Not, however, by its own fault, but by the fault of the corruptor. But the latter scripture, God worketh all in all, 1 Corinthians 12, 6, is an indicative passage, declaring that all works and all power are of God. How then do these two passages, the one of which says nothing of the power of man, and the other of which attributes all to God, contradict each other, and not rather sweetly harmonize? But the diatribe is so drowned, suffocated in, and corrupted with, that sense of the carnal interpretation, that impossibilities are commanded in vain, that it has no power over itself.
But as soon as it hears an interpretive or conditional word, it immediately tacks to it its indicative conclusions. A certain thing is commanded, therefore we are able to do it, and do do it, or the command is ridiculous. On this side, it bursts forth and boasts of its own complete victory, as though it held it as a settled point, that these conclusions, as soon as hatched in thought, were established as firmly as the divine authority.

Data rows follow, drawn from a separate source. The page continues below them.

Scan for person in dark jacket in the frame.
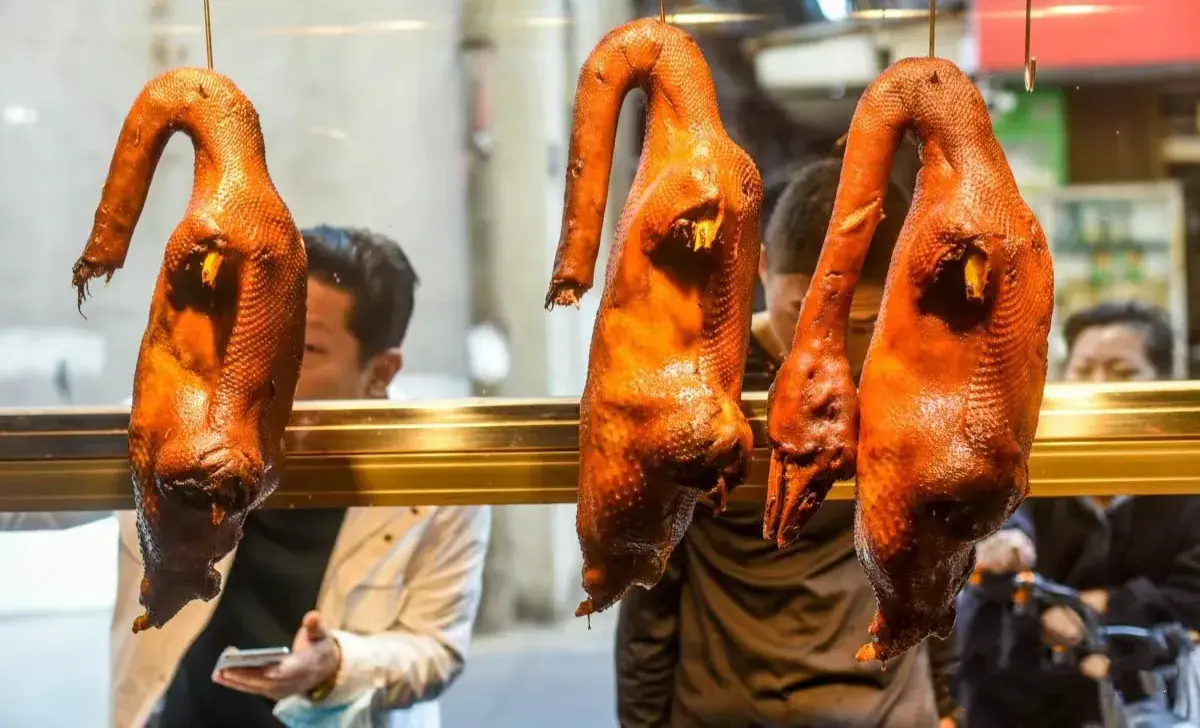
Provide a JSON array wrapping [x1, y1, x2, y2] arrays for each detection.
[[958, 302, 1200, 728], [616, 139, 953, 728]]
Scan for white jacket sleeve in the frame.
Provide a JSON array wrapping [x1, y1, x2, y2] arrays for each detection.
[[323, 506, 492, 710], [0, 511, 113, 531]]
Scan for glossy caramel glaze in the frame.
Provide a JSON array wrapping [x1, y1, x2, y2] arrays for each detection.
[[764, 59, 1054, 662], [546, 19, 762, 615], [72, 68, 308, 632]]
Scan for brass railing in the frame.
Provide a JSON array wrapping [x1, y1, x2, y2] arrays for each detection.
[[0, 381, 1200, 511]]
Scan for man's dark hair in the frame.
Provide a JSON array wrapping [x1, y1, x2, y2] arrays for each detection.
[[1063, 301, 1175, 379], [763, 148, 912, 285], [300, 225, 418, 362]]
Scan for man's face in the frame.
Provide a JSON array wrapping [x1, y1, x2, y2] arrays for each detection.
[[762, 273, 883, 374], [1067, 324, 1158, 383], [296, 278, 401, 399]]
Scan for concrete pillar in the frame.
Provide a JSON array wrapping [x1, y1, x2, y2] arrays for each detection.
[[466, 0, 632, 630]]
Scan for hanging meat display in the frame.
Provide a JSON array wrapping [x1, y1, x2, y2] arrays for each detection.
[[72, 68, 307, 632], [763, 59, 1054, 662], [546, 19, 762, 615]]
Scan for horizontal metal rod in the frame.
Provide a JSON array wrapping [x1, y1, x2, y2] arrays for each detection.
[[0, 383, 1200, 511]]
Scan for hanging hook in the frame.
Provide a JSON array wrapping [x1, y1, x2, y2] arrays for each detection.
[[1025, 0, 1038, 94], [929, 0, 937, 58], [204, 0, 212, 71]]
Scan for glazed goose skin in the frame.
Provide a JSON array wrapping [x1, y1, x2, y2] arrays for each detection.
[[72, 68, 308, 632], [546, 19, 762, 615], [764, 59, 1054, 663]]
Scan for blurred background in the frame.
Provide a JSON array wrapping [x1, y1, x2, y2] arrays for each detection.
[[0, 0, 1200, 728]]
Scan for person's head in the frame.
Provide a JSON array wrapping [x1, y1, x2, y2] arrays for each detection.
[[296, 225, 418, 399], [758, 158, 910, 371], [1063, 301, 1175, 383]]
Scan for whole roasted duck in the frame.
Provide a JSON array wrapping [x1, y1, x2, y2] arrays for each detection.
[[72, 68, 308, 632], [764, 59, 1054, 662], [546, 19, 762, 615]]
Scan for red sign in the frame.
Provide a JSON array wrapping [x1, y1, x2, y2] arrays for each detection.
[[974, 0, 1200, 73]]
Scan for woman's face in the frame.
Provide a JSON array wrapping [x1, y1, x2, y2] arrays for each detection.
[[1066, 324, 1158, 383]]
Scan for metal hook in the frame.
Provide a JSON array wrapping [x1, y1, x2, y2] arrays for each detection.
[[1025, 0, 1038, 94], [204, 0, 212, 71], [929, 0, 937, 58]]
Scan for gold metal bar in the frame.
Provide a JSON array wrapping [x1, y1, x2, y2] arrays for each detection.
[[1025, 0, 1038, 94], [0, 381, 1200, 511]]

And hence it pronounces with all confidence that in some places of the Scripture all is attributed to man, and that therefore there is a contradiction that requires interpretation. But it does not see that all this is the figment of its own brain, nowhere confirmed by one iota of Scripture, and not only so, but that it is of such a nature that if it were admitted it would confute no one more directly than itself, because, if it proved anything, it would prove that free will can do all things, whereas it undertook to prove the directly contrary. Section 110 In the same way also it so continually repeats this, If man do nothing there is no place for merit, and where there is no place for merit there can be no place either for punishment or for reward.
Here again it does not see that by these carnal arguments it refutes itself more directly than it refutes us. For what do these conclusions prove but that all merit is in the power of free will? And then, where is any room for grace? Moreover, supposing free will to merit a certain little and grace the rest, why does free will receive the whole reward? Or shall we suppose it to receive but a certain small portion of the reward? Then, if there be a place for merit, in order that there might be a place for reward, the merit must be as great as the reward. But why do I thus lose both words and time upon a thing of naught? For even supposing the whole were established at which the diatribe is aiming, and that merit is partly the work of man and partly the work of God, yet it cannot define that work itself, what it is, of what kind it is, or how far it is to extend.
Therefore, its disputation is about nothing at all. Since, therefore, it cannot prove any one thing which it asserts, nor establish its interpretation, nor contradiction, nor bring forward a passage that attributes all to man, and since all are the phantoms of its own cognition, Paul's similitude of the potter and the clay stands unshaken and invincible, that it is not, according to our free will, what kind of vessels we are made. And as to the exhortations of Paul, if a man purify himself from these and the like, they are certain models, according to which we ought to be formed, but they are not proofs of our working power or of our desire.
Suffice it to have spoken thus upon these points, the hardening of Pharaoh, the case of Esau, and the similitude of the potter.